Le texte de cette page a été corrigé et est conforme au fac-similé.
III

A l’apparition de Jude l’obscur, une revue anglaise dénonça l’existence dans la Grande-Bretagne d’une « croisade contre le mariage, publiquement organisée et faisant rage[1]. » C’est beaucoup dire, et s’effarer par trop après avoir par trop dédaigné les signes de débâcle morale qui éclatent en Angleterre comme partout ailleurs. La littérature inaugurée par l’Histoire d’une ferme africaine représente, en somme, les sentimens d’une faible minorité. Elle n’a d’importance qu’à titre de symptôme, parce qu’elle prouve la ténacité d’un mal qui travaille l’Europe depuis une centaine d’années, et dont les accès ne se compteront bientôt plus. Où ne retrouve-t-on pas sa trace ? En Angleterre, les idées soutenues dans Jude l’obscur sont très anciennes, et M. Hardy ne l’ignore pas, puisqu’il fait dire quelque part à l’un de ses personnages : « C’est du Shelley. » Elles ont été ouvertement prêchées et pratiquées en Allemagne, au début du siècle, par un groupe d’hommes célèbres, Schelling et les deux Schlegel en tête. La Russie a eu sa crise vers 1860, et les pays Scandinaves ne sont pas encore guéris de la fièvre ibsénienne. Quant à la France, j’ai à peine besoin de rappeler qu’il n’est pas un des argumens invoqués par les féministes pour défendre les droits de la passion qui n’ait déjà servi à George Sand. Ce n’est pas Jude, c’est Jacques, qui a écrit les lignes que voici : « Je n’ai pas changé d’avis, je ne me suis pas réconcilié avec la société, et le mariage est toujours, selon moi, une des plus barbares institutions qu’elle ait ébauchées. Je ne doute pas qu’il soit aboli, si l’espèce humaine fait quelque progrès vers la justice et la raison ; un lien plus humain et non moins sacré remplacera celui-là, et saura assurer l’existence des enfans qui naîtront d’un homme et d’une femme, sans enchaînera jamais la liberté de l’un et de l’autre[2]. »

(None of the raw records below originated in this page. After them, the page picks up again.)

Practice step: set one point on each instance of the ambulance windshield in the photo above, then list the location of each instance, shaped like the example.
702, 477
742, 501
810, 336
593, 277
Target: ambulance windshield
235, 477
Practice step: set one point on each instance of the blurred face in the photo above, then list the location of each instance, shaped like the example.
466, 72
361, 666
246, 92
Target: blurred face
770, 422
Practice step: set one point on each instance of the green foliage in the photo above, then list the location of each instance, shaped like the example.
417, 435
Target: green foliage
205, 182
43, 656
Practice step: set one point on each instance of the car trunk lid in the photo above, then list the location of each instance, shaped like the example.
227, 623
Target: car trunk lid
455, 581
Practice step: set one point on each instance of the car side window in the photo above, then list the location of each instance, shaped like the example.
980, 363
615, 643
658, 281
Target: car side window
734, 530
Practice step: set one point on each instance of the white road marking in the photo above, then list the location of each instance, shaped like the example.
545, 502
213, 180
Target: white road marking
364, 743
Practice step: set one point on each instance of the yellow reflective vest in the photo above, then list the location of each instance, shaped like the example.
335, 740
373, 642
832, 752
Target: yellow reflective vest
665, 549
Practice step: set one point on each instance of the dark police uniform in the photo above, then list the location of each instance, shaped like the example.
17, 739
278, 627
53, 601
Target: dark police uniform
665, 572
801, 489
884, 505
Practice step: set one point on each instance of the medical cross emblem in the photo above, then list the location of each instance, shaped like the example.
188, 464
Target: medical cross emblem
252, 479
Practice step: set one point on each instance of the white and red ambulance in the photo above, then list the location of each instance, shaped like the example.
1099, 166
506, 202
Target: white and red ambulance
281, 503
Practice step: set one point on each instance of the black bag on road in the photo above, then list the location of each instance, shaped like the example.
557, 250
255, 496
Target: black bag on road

Ce n’est pas à Lyndall, c’est à Fernande, que son fiancé adresse une lettre où on lit : « — Il faut… tout prévoir… La société va vous dicter une formule de serment ; vous allez jurer de m’être fidèle et de m’être soumise, c’est-à-dire de n’aimer jamais que moi et de m’obéir en tout. L’un de ces sermens est une absurdité, l’autre une bassesse. Vous ne pouvez pas répondre de votre cœur, même quand je serais le plus grand et le plus parfait des hommes. » Et la fiancée répond : « — Ah ! tenez, ne parlons pas de notre mariage ; parlons comme si nous étions destinés seulement à être amans[3]. »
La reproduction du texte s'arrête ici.